March 05, 2016

Running Ansible 2 Programmatically

Ansible 2 is out, and that means it's time to upgrade the previous article on Running Ansible Programmatically for Ansible 2, which has significant API changes under the hood.

Use Case

At work, we are spinning up hosted trials for a historically on-premise product (no multi-tenancy).

To ensure things run smoothly, we need logging and reporting of Ansible runs while these trials spin up or are updated.

Each server instance (installation of the application) has unique data (license, domain configuration, etc).

Running Ansible programmatically gives us the most flexibility and has proven to be a reliable way to go about this.

At the cost of some code complexity, we gain the ability to avoid generating host and variable files on the system (although dynamic host generations may have let us do this - this is certainly not THE WAY™ to solve this problem).
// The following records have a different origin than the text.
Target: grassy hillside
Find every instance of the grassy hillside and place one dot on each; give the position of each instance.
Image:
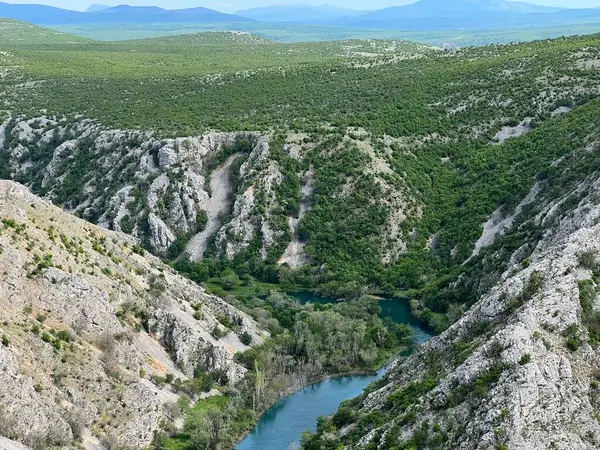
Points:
(384, 124)
(316, 33)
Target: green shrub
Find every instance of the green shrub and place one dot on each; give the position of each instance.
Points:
(525, 359)
(246, 338)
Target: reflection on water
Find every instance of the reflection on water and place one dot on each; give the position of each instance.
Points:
(281, 427)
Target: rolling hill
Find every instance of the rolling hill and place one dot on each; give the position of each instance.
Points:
(299, 13)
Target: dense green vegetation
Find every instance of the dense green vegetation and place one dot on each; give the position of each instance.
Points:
(317, 33)
(430, 120)
(308, 342)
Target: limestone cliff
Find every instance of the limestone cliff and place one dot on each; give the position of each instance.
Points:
(520, 369)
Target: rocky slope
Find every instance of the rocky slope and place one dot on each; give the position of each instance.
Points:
(221, 193)
(95, 333)
(159, 190)
(520, 369)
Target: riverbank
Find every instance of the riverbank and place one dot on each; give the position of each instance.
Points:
(374, 373)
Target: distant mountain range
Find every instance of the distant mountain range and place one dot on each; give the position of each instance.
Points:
(299, 13)
(94, 8)
(420, 16)
(48, 15)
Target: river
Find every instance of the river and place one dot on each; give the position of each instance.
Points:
(281, 426)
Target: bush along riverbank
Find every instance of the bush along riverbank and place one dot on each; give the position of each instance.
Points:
(308, 344)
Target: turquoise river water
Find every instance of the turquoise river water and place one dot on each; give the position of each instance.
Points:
(281, 427)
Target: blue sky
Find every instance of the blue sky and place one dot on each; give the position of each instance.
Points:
(234, 5)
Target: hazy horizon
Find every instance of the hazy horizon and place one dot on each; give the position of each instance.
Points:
(236, 5)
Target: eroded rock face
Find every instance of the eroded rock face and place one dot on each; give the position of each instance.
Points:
(127, 181)
(518, 370)
(89, 324)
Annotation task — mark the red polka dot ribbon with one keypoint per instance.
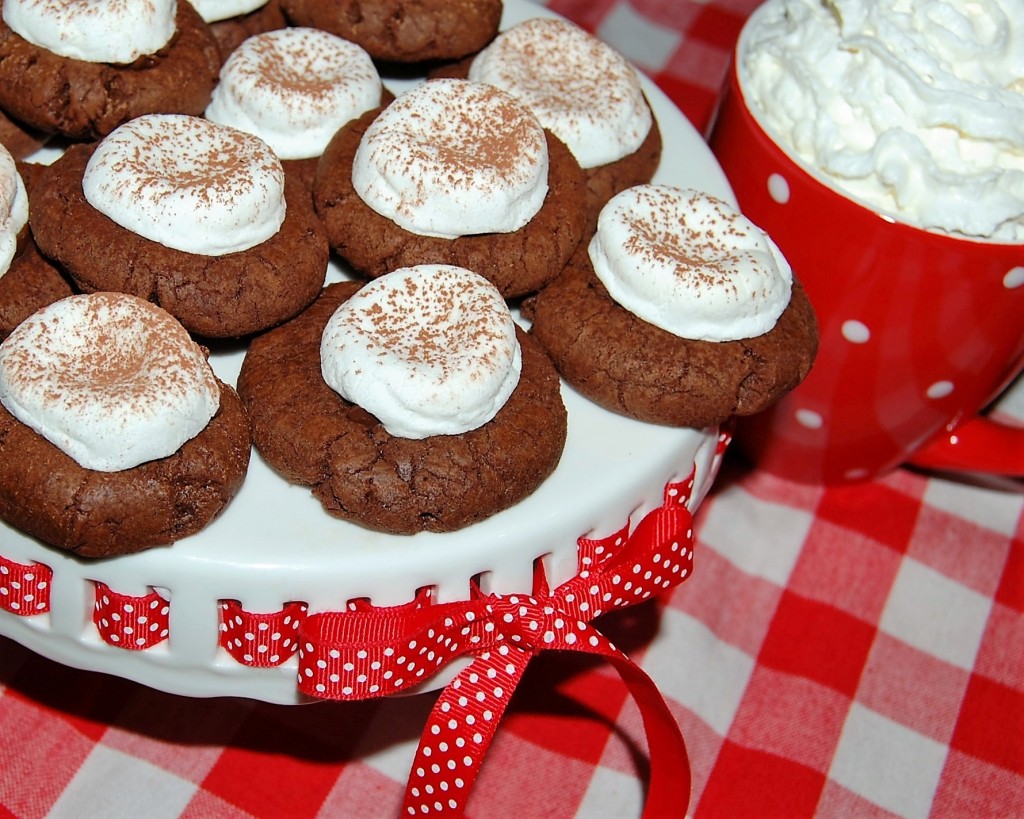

There are ways to accomplish all of this without diving into Ansible's internal API. The trade-off seems to be control vs "running a CLI command from another program", which always feels dirty.

Learning some of Ansible's internals was fun, so I went ahead and did it.

Overall, there's just more control when calling the Ansible API programmatically.

Install Dependencies

Ansible 2 is the latest stable, so we don't need to do anything fancy to get it. We can get a virtual environment (Python 2.7, because I live in the stone-age) up and running and install dependencies into it. I'm using an Ubuntu server in this case:

# Get pip
sudo apt-get install -y python-pip

# Get/udpate pip and virtualenv
sudo pip install -U pip virtualenv

# Create virtualenv
cd /path/to/runner/script
virtualenv ./.env
source ./env/bin/activate

# Install Ansible into the virtualenv
pip install ansible

Then, with the virtual environment active, we call upon Ansible from our Python scripts.

Ansible Config

In the Ansible 1 series, I first tried and eventually gave up pon trying to set the path to the ansible.cfg file in code. I didn't even try again in Ansible 2, opting instead to (again) set the environmental variable ANSIBLE_CONFIG.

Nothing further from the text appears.